SNAP training. How do you actually know that it is enough to train and you can run your final Maker run? I have tried to run it several time and there is a difference in the number of genes every time. It is actually a kind of sinusoidal graph - number of genes are going up and down... So when do you stop? Or how do you know that SNAP is trained? Do you wait until the plateau? How many times did you do the training and why?
My genome has unusually high repeat content. This is why I decided to create its own repeat library with repeatModeler. The question is where on the option file do I add this repeat library?

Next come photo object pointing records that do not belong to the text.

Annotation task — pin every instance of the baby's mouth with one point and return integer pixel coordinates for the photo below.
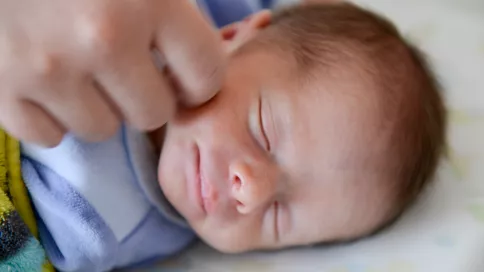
(157, 138)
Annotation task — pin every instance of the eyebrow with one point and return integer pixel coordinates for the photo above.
(273, 121)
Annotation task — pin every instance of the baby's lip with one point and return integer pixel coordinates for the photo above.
(198, 181)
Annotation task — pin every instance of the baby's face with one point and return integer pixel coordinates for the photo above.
(271, 161)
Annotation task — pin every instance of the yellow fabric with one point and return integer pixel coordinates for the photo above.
(11, 184)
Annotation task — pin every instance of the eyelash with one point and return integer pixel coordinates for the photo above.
(261, 125)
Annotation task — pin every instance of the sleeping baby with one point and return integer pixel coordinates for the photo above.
(327, 128)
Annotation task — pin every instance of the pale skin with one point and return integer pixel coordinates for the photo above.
(85, 66)
(270, 162)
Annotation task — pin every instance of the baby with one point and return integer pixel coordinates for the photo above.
(328, 126)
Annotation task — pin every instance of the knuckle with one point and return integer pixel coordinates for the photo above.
(99, 35)
(103, 131)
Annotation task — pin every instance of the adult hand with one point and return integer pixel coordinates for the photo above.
(86, 65)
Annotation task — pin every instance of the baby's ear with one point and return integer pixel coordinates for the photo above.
(237, 34)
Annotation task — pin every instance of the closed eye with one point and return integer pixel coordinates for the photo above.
(267, 144)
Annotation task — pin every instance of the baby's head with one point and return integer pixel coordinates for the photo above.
(327, 127)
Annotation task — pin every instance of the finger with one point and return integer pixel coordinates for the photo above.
(139, 90)
(192, 49)
(31, 123)
(83, 110)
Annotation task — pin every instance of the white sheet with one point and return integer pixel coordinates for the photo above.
(445, 231)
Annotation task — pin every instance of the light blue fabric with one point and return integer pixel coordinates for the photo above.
(73, 232)
(224, 12)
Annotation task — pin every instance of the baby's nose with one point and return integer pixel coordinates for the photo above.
(253, 186)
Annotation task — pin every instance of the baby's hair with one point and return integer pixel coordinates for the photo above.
(325, 35)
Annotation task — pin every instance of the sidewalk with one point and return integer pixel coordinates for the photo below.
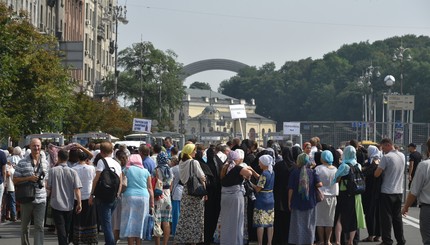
(11, 234)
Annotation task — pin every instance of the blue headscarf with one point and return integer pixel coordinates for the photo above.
(349, 156)
(373, 153)
(163, 165)
(327, 157)
(303, 163)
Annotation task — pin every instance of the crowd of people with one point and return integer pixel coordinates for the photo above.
(281, 194)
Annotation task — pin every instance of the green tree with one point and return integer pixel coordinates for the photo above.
(35, 90)
(200, 85)
(90, 114)
(327, 89)
(150, 74)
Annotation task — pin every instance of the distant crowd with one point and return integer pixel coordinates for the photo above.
(232, 193)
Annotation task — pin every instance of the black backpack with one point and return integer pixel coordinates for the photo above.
(355, 182)
(108, 184)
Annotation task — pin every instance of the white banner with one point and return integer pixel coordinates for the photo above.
(291, 128)
(237, 111)
(141, 125)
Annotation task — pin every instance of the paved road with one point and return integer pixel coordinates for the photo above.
(10, 232)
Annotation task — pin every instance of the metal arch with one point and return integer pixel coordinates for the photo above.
(211, 64)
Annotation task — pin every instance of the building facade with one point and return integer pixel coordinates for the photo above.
(205, 115)
(90, 23)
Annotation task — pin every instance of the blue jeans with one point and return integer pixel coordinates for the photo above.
(106, 215)
(11, 204)
(176, 210)
(38, 211)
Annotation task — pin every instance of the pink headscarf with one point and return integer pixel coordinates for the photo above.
(135, 160)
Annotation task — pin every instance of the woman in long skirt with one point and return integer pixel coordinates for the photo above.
(302, 201)
(264, 213)
(190, 227)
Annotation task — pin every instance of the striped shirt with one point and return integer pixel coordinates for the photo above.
(24, 168)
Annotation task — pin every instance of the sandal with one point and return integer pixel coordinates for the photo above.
(368, 239)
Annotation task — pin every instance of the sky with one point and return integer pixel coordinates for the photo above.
(256, 32)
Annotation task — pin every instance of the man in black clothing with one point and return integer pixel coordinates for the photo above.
(213, 203)
(414, 159)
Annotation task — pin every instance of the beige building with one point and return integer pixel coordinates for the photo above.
(89, 22)
(205, 114)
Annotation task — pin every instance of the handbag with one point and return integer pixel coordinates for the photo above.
(319, 194)
(195, 187)
(124, 181)
(157, 185)
(25, 192)
(158, 232)
(149, 227)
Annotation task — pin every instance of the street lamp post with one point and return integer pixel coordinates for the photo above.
(368, 102)
(399, 56)
(119, 14)
(389, 81)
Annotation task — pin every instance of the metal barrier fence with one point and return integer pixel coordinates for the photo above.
(337, 133)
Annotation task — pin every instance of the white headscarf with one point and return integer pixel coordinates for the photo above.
(267, 161)
(241, 153)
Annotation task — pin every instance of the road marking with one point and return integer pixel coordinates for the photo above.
(406, 221)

THANKS a lot for your help,
Alex
Many thanks for your help, Jean,
I am following your advice and excluding the protein sequences. The question is now- which protein db did you use? Only uniprot? Or combined with refseq? Isn't it redundant? Do you exclude the transposon sequences as it is pointed out in the Maker wiki? Do you do it by alignment to the transposon library? It sounds like a really simple step, but somehow I am stuck all the way...
The library that is provided in the manual is old (2011) and also appears to be corrupt...
I would use the most up-to-date Swiss-Prot database
and not worry about combining RefSeq or transposon sequences. Someone with more experience might have better advice to give, but I think this is sufficient.
Got you. Thanks again!
Hii.. I've been looking for ProtExcluder but, i couldn't find it out. could u please share the link to download the same?